CHICAGO -- Heading into Wednesday's finale vs. the Mariners, the White Sox had a chance to win just their second series of the season. Chicago swept a weather-shortened two-game set from the Royals in March, but had dropped every series since, including sweeps by the Tigers, A's and Astros.So the
CHICAGO -- Heading into Wednesday's finale vs. the Mariners, the White Sox had a chance to win just their second series of the season. Chicago swept a weather-shortened two-game set from the Royals in March, but had dropped every series since, including sweeps by the Tigers, A's and Astros.
So the stakes were higher in the White Sox first rubber game of the season, and they appeared up to the challenge early. However, a costly mistake by James Shields -- a Mike Zunino solo home run in the sixth inning -- sank the Sox, 4-3.
"It was right where I wanted to throw it on a 3-2 count," Shields said of the home run pitch to Zunino. "He just put a good swing on it. He's strong. You gotta give him credit for that, but at the end of the day I've gotta get my job done."
Having now lost six straight series, the White Sox are off to their worst start since 1950 at 5-16.
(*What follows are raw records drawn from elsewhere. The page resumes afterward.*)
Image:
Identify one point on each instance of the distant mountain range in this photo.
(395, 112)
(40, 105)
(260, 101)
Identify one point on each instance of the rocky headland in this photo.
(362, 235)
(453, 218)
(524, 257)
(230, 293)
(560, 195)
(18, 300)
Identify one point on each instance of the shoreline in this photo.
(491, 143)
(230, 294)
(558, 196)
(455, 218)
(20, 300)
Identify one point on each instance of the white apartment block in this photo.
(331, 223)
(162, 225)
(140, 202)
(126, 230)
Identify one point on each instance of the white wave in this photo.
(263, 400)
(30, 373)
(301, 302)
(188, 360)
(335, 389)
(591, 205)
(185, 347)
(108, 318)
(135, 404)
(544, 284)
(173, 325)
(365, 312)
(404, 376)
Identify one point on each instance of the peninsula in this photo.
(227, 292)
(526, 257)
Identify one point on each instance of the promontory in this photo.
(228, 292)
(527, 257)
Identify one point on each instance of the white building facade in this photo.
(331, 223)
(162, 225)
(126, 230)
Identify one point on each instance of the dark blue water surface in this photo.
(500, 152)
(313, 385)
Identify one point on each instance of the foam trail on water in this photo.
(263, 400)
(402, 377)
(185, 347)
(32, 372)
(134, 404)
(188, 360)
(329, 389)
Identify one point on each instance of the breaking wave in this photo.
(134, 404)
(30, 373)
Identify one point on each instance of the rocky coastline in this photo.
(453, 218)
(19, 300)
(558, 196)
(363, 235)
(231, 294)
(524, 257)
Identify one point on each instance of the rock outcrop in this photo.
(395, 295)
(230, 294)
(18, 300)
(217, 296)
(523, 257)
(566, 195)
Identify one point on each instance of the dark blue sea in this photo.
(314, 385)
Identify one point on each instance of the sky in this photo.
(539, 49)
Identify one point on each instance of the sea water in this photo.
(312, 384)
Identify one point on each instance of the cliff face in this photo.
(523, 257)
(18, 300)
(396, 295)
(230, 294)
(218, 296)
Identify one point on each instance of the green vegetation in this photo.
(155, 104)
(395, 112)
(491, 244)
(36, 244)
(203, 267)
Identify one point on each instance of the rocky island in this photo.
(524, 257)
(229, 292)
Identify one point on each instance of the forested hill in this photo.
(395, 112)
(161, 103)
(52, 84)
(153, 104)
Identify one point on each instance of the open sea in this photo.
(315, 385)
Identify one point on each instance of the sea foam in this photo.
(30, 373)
Chicago jumped all over Felix Hernandez from the get-go, with Yoan Moncada parking the righty's first pitch over the right-field fence for his first career leadoff home run. Yolmer Sanchez followed with a ground-rule double on the next pitch, eventually coming around to give the White Sox an early 2-0 lead.
The Mariners clawed back for two runs in the third, but the White Sox answered immediately in the bottom half of the frame thanks to Daniel Palka's first career RBI -- a bases-loaded groundout back to the pitcher. Fans gave Palka a hearty ovation for the milestone.
Hernandez wasn't dominating the White Sox early, as the hosts had plenty of chances to chase the former Cy Young Award winner. But Chicago notched just one hit off Hernandez after the third inning, and when the Sox managed to get two on in the fifth, Tim Anderson grounded into a double play.
"The focus and the way we've been going about playing the game has been better, there's no doubt about it," manager Rick Renteria said. "These were some closer ballgames, the kind of games we'd like to have where we've at least got a chance.
"Going into the ninth inning down by a run, I'll take that any time. I wish we would take the lead into the ninth, but I'll take being within striking distance any time the way we're able to contain and minimize damage."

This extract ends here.